We were delighted to have our largest and, dare we say, most appreciative audience yet at our most recent concert at Christ Church. Thanks to all who attended and supported us. Here is a review of the concert by Victoria Kingham at Hastings Independent Press.

Max Baillie and Guests

If you think you don’t like classical music, if you think it’s boring, difficult, too long, can’t dance to it, only for old people, go to a St. Leonards Music concert and you are guaranteed to change your mind. Max Baillie is a violinist of extraordinary gift, and an engaging impresario. His lucid introductions to his concerts make them not only intelligible but fun. He prefaced this concert – Beethoven’s Trio No. 3 and Brahms’ Piano Quartet No. 25 – with two short readings from The Lexicon of Musical Invective, a collection of horrid things critics and composers have said about composers. Beethoven “first fills the soul with sweet melancholy, and then shatters it by a mass of barbarous chords. He seems to harbour together doves and crocodiles,” wrote one critic in 1810. Of Brahms, in 1886, Hugo Wolf wrote that he had perfected “the art of composing without ideas”, and of his “mousy obsequiousness”. Tchaikovsky pulled no punches however and wrote in his 1886 diary that Brahms was “a giftless bastard!” [1886].
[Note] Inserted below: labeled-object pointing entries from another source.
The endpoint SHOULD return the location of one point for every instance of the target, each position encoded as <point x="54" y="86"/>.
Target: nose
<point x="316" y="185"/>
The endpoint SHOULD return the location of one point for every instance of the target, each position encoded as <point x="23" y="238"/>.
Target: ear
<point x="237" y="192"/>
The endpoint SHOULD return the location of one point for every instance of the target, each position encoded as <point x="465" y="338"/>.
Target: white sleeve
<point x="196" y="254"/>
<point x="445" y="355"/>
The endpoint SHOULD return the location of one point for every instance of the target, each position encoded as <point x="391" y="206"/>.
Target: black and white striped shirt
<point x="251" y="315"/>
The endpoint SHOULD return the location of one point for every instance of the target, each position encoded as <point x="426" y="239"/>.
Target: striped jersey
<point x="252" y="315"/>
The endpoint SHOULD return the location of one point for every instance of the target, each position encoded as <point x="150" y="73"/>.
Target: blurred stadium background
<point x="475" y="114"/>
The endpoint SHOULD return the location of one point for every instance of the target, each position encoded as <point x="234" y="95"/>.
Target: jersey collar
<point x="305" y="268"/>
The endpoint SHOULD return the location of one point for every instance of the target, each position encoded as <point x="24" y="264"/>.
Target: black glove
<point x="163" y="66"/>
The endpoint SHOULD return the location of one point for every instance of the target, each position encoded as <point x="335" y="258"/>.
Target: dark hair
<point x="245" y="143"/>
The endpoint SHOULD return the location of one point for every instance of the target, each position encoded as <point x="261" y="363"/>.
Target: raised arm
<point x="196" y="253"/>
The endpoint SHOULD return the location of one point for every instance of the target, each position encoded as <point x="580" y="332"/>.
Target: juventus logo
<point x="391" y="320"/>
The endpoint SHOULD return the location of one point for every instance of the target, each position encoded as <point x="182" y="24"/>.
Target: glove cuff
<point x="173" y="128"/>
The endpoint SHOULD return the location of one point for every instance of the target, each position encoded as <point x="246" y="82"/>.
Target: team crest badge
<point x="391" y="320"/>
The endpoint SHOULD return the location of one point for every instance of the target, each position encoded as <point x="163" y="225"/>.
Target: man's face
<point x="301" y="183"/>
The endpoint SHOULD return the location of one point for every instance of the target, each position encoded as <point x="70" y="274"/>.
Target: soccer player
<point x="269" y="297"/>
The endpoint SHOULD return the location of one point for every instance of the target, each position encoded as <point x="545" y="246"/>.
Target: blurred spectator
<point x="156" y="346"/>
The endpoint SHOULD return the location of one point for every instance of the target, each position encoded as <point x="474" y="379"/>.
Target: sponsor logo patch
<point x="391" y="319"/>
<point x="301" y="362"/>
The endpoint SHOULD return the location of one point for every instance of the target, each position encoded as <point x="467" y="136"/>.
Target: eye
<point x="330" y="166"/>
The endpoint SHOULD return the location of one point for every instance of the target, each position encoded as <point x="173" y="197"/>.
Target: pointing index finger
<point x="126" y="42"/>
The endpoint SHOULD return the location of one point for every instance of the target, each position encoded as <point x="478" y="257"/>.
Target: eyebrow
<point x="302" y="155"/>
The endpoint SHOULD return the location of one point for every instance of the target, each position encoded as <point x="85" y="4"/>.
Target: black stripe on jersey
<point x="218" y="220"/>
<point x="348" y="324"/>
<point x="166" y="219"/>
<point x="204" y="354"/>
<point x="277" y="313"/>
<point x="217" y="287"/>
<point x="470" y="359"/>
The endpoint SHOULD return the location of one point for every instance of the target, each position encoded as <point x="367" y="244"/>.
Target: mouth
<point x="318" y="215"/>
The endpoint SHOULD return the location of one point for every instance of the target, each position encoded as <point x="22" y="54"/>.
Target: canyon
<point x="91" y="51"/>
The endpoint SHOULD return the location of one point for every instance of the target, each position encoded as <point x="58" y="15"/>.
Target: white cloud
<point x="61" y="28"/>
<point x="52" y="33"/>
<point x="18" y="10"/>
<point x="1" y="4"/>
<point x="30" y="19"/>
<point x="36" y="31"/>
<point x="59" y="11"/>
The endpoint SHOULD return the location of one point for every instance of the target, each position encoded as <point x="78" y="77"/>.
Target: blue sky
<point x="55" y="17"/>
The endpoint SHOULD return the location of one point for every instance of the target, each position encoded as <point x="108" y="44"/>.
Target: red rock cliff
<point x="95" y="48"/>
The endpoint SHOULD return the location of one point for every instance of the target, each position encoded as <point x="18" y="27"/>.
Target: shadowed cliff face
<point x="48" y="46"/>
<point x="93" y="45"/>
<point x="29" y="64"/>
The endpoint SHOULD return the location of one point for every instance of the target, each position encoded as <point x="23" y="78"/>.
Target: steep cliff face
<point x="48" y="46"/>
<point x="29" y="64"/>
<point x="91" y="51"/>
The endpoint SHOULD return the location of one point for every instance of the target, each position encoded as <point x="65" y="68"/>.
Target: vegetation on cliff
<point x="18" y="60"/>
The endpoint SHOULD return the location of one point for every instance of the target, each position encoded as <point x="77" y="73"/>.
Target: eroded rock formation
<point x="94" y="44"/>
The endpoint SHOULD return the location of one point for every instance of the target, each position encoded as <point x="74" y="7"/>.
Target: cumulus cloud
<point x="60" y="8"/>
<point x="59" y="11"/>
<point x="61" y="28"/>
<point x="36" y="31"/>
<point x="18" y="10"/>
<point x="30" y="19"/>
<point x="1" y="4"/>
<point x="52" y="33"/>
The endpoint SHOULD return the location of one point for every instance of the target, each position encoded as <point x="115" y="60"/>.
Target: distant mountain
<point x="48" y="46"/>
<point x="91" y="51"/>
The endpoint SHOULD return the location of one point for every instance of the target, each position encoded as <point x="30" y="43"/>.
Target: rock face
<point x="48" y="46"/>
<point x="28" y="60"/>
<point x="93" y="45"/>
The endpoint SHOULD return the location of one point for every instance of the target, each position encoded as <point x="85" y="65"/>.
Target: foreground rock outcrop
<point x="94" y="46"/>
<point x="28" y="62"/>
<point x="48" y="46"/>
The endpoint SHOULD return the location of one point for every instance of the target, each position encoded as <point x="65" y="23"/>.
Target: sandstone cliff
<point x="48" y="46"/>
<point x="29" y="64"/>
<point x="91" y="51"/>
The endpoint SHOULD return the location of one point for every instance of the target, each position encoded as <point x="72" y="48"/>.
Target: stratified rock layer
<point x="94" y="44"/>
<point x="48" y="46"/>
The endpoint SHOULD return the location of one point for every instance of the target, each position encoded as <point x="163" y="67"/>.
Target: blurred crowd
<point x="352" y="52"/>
Baillie’s trio (Alasdair Beatson on piano, Alexander Baillie on cello) proceeded to the Beethoven Trio with the brilliance and effervescence of three musicians with complete mastery over their material. I have rarely seen a more spirited, intelligent, or enjoyable performance. To say they played it correctly, faultlessly, would be to understate their achievement.  Under their hands, Beethoven’s music had grace, shape, voice, dialogue, beautiful cohesion – endless qualities over and above mere notes. They made evident the astonishing variety within its four movements, a question-and-answer first movement with some crazy pizzicato strings and a glittering waterfall of notes from the piano, then a (very brisk!) lullaby, a minuet and trio and a last movement of fiendish speed and difficulty, ending with an elegant little flourish, pause, and stop. 
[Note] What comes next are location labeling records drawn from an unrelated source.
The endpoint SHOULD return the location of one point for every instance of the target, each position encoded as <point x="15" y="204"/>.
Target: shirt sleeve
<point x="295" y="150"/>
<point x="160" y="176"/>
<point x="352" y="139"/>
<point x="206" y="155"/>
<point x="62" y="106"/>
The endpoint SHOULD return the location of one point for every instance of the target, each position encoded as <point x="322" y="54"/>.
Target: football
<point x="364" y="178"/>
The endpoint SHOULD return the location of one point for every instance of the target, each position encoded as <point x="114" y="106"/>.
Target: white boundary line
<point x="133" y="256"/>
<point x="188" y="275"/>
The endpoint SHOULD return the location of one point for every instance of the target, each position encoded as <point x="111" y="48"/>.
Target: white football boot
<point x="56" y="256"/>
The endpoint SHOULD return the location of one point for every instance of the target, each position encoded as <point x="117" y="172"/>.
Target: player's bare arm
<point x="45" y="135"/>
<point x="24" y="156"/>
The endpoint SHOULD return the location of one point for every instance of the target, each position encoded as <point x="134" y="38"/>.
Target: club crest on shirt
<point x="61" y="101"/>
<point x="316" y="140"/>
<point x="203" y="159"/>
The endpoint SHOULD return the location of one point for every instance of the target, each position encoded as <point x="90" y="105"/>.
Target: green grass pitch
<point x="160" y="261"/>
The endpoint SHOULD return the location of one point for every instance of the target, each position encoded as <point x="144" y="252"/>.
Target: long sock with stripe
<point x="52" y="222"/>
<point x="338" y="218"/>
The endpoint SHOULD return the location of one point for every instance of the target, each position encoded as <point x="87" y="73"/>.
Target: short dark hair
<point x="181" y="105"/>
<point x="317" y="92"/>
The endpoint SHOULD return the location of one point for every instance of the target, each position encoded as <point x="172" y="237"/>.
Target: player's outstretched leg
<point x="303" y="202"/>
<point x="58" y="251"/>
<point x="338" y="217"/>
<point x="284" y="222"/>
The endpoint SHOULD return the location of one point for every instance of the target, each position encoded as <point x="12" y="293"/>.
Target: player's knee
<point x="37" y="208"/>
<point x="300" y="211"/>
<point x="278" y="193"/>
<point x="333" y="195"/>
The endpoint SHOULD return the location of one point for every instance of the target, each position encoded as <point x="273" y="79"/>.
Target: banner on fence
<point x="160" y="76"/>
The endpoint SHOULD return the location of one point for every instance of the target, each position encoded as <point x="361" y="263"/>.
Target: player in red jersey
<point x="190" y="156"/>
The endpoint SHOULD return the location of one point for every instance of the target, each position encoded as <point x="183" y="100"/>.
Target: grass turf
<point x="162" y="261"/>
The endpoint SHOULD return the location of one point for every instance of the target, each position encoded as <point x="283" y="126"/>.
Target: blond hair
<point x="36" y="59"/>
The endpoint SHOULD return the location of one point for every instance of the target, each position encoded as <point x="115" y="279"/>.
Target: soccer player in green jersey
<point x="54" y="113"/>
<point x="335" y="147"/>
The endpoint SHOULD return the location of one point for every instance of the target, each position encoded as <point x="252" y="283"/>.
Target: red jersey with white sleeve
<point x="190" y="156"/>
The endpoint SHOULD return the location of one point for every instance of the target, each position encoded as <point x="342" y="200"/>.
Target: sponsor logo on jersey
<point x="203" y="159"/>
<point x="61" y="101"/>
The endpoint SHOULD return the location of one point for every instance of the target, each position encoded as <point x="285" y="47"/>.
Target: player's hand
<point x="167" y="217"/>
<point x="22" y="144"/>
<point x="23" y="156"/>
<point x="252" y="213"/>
Popular musicians strive on stage to mimic the highly-produced sound of a recording. To a lesser extent, recorded jazz sometimes seems more fluent (though perhaps less exhilarating) than live jazz. But hearing a classical quartet of this quality play live, at close quarters, in a space with an acoustic designed specifically to sound Heavenly, watching them move through rhythmic patterns, effervescing, thoroughly enjoying their interconnecting phrases, and above all sounding loud, transcends the quality of any recording. 

The enthusiasm of the audience is always apparent in Christ Church, not least because most people know one another and everyone greets everyone – in the interval there was quite a party atmosphere. People settled, however, and the trio were joined by Anne Beilby, a notable viola player, for the Brahms. The contrast between the two compositions, (pointed out by Baillie in his introduction) became particularly apparent. Brahms’ melodies are stately, more marked, less surprising than Beethoven’s. The drama of this piece is in the dynamics, the build, the depth, the song-like development, the fortes and the pianos, the emphasis on the lower register and the melodic swell and ebb. In the first movement, the piano talks to the strings (in contrast to the Beethoven Trio where the strings talk among themselves and have an independent conversation with the piano). In the second, the cello forms a shelf of dizzy triplets underpinning the other strings and piano in a lyrical melody which rises in intensity then fades twinkling away. There’s a beautifully elegant third movement with a kind of dance in the middle in a slow three, and a breathtakingly fast, virtuoso-difficult fourth movement.

These four are indeed rare musicians of the highest order. Hearing these compositions played at this level of expertise with this level of commitment and sheer pleasure in the exposition, it is hard to imagine any music less reptilian, or less mousy.